День был чудесным. Конец сентября - нет уже липкой городской духоты, а солнце кажется мягким и ласковым. В эти золотые деньки одинаково удобно чувствуешь себя в футболке-безрукавке или строгом костюме, а женщину можно увидеть и в открытом летнем сарафане, и в плотном платье с накинутой кофтой - в зависимости от возраста, привычек и вкуса.
Город жил своей неторопливой размеренной жизнью. По мостовой, мягко шурша, неслись автомобили, а по тротуарам непрерывно текла людская река. Она разбивалась на ручейки, сворачивающие в переулки, образовывала водовороты около витрин магазинов или ярких афиш, и разливалась небольшими озерцами у перекрёстков, в ожидании зелёного глаза светофора. Посреди этой шумной реки, не спеша, шли двое. Он и она. Отец и дочь.
Он крепко держал в своей руке её маленькую влажную ладошку (вот уже несколько месяцев - целую вечность, она возмущалась, когда ей предлагали держаться за указательный палец) и, как это часто делают взрослые, думал о чём-то своём. Она только что громко, с выражением, отбарабанила длинный стих, вызвав немало улыбок у прохожих, и теперь сосредоточенно облизывала успевшее оплыть мороженое.
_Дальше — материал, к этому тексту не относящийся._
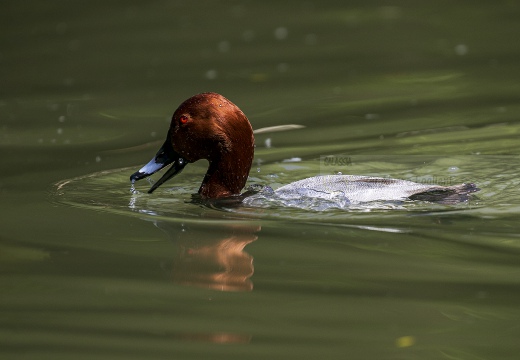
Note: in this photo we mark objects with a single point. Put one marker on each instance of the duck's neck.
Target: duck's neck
(225, 177)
- Папочка! - девочка вернулась к начатому ранее разговору, - И всё-таки она самая щипательная и кусательная у нас в группе.
- Да, ну! - отец не сразу сообразил, о чём идёт речь, - Что она опять натворила?
- Ущипнула же! - Дочь возмущённо взмахнула мороженым, и солидный дяденька в костюме с дипломатом еле успел втянуть живот и спасти пиджак от катастрофы. Мужчины встретились взглядами. Отец, виновато улыбаясь, прижал руку к груди. Дяденька понимающе хмыкнул и, подмигнув девочке, исчез в толпе.
- Где ущипнула-то? - Почему-то от улыбки доброго постороннего человека ему стало легко и радостно. Он отбросил на время свои заботы и с самым серьёзным видом склонился к дочке.
- Да вот же! Что ли не видишь? - Она неуверенно поводила палочкой мороженого над своей пухленькой, загорелой ручонкой и, наконец, ткнула в заметное только ей пятнышко. В огромных глазах, требовательно смотревших на отца, уже закипали слёзы.
- Ничего себе! - Отец решил воспользоваться старым проверенным методом лечения. Он аккуратно слизнул белую кляксу, оставленную мороженым, смешно надувая щёки, немного подул, и закончил лёгким (не дай бог промахнуться или нажать чуть сильнее!) поцелуем.
- Ну, как? Лучше?
- Немножечко ещё болит, - она поморщилась, но слезинки исчезли.
Тронулись дальше.
- Ну, а что будем делать с твоей щипательной-кусательной?
- Даже и не знаю, - она озабоченно пожала плечиками, - Совсем от рук отбилась, - в голосе зазвучали знакомые мамины интонации.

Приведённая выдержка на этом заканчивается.